The Poker Reporter Blog

Perspective in a Parallel Universe

Created By: Ronnie Schwartz Posted in: The Poker Reporter Blog, Industry Insider
2009 Oct 2
downswing_parallel

Downswings are depressing.

On a downswing people associate more negative value to bad outcomes than positive value to good outcomes. This imbalance gradually shifts overall disposition.

Every lost race goes from a 50/50 coin flip to a personal attack from the universe. Often the "universe" takes a more tangible form. You blame the dealer or become convinced the site hit the doom switch against you.

The best medicine to combat this imbalance is self-awareness. We must be cognizant of our own reactions to absolutely everything. As fast as one hand is over, two new cards come our way.

Lingering pessimism will affect current and future hands. Negativity leads to scared or reckless play; both poor options. The tilting is rooted in the initial imbalance of (supposed) objectivity.

Overlooking objectivity is the reason tilt is often so long lasting. Recalibrating the scale, with continuous effort, will yield better short and long-term results at (and away from) the poker table.

Consider a live cash game. Your stack was crippled early but you've been playing well.
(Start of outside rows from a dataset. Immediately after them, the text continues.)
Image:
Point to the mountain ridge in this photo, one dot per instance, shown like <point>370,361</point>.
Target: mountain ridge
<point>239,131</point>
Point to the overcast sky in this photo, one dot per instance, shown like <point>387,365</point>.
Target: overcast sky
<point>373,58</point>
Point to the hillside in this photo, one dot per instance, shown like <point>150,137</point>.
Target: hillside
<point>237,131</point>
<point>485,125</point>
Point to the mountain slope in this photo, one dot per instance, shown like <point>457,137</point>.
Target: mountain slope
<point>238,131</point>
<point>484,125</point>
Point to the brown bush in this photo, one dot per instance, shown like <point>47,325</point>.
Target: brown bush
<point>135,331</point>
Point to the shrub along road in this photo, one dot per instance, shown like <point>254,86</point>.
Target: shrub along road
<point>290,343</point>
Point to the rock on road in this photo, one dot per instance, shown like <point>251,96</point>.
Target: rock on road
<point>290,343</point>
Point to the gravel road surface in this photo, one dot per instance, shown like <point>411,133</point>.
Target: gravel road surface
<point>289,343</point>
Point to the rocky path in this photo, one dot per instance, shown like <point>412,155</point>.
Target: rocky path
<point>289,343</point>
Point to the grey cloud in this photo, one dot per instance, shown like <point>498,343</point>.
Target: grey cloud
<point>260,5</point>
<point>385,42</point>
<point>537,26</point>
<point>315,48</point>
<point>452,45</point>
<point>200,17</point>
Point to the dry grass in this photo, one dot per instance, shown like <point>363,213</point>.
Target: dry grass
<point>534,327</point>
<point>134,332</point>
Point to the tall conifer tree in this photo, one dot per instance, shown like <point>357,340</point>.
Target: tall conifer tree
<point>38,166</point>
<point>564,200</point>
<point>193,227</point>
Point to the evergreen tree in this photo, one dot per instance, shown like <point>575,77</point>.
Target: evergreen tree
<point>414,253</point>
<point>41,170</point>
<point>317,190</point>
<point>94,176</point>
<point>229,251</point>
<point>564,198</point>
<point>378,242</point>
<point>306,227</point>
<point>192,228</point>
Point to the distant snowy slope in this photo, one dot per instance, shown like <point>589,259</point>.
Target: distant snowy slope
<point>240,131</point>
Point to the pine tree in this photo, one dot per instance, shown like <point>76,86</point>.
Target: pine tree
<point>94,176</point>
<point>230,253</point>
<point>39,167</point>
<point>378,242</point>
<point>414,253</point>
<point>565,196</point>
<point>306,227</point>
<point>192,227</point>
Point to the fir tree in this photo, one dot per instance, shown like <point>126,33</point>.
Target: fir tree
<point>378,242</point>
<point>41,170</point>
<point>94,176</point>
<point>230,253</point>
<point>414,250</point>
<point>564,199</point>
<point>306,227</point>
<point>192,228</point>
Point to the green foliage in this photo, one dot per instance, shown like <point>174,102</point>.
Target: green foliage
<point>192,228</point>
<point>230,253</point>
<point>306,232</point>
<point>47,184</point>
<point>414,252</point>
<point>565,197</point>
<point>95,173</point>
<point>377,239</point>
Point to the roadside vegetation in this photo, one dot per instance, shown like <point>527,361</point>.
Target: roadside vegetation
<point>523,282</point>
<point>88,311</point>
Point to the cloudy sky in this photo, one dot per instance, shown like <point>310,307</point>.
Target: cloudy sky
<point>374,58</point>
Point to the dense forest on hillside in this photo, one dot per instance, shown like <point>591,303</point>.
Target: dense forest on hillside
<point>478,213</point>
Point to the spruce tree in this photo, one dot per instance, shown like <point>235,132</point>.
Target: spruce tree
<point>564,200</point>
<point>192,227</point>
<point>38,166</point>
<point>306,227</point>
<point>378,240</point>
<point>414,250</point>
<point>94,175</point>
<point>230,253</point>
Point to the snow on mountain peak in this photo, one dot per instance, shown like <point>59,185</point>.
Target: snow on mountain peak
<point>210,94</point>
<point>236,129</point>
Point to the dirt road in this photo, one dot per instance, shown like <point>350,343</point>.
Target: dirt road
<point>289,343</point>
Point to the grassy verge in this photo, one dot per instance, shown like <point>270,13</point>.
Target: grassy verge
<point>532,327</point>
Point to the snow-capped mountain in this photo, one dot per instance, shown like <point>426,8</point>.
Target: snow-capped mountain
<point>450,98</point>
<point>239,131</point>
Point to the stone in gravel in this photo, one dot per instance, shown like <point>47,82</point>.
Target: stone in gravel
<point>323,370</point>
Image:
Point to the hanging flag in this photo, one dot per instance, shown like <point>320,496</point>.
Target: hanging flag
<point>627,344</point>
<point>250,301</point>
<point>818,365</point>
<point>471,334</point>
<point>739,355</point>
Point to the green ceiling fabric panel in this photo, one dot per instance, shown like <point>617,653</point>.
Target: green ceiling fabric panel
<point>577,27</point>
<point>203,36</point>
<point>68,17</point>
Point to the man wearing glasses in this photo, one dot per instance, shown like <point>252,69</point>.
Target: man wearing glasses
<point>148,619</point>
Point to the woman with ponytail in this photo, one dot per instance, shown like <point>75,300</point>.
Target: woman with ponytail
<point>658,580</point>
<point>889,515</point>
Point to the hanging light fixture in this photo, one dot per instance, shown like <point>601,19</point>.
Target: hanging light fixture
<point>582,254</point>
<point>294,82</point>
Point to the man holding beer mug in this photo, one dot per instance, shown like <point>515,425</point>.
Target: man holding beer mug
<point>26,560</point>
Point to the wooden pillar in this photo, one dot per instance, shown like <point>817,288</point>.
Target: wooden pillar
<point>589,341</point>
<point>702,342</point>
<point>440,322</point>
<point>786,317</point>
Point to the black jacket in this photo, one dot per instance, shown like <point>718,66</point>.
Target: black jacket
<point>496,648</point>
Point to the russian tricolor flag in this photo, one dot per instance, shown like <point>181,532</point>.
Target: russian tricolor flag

You saw your pocket kings get cracked by pocket 7s and without steaming off the remainder, you manage to double up a few hands later.

After close to an hour you find your stack is back to where it started and although this isn't really something to phone home about, you feel pretty good. Then, inevitably, a big hand says hello and introduces itself.

You defend your BB when the SB min-raises. You're holding J-T suited. Your opponent has been fairly loose-aggressive and has an affinity for the gambling side of the game.

You're pleased to see the rainbow flop lands ten high (T, 8, 5). The SB makes a small bet. You make a pot-size raise and get suspicious when he calls.

The turn card is a 7, giving you a gutshot straight draw. His passive tendencies on this hand come to a halt and he leads out on the turn with a big bet, nearly 1.5x the pot.

It's time to think. Contemplating your decision, your opponent speaks up to try and cloud your judgment.

His jabber oozes a verbal tell when he asks "Let me guess, Jack-Ten?" His prediction is spot on. Soul read? Maybe, but it doesn't really matter. What's more important is why he would do such a thing.

By making such bold predictions, whether true or false, players actually offer more information on their hand than yours - especially if you keep your mouth shut.

His guess makes you suspicious. You trust your instincts and make the fold. Being the good sport he is, he shows you A-T. Your fold was absolutely correct as you were an 85:15 underdog after the turn.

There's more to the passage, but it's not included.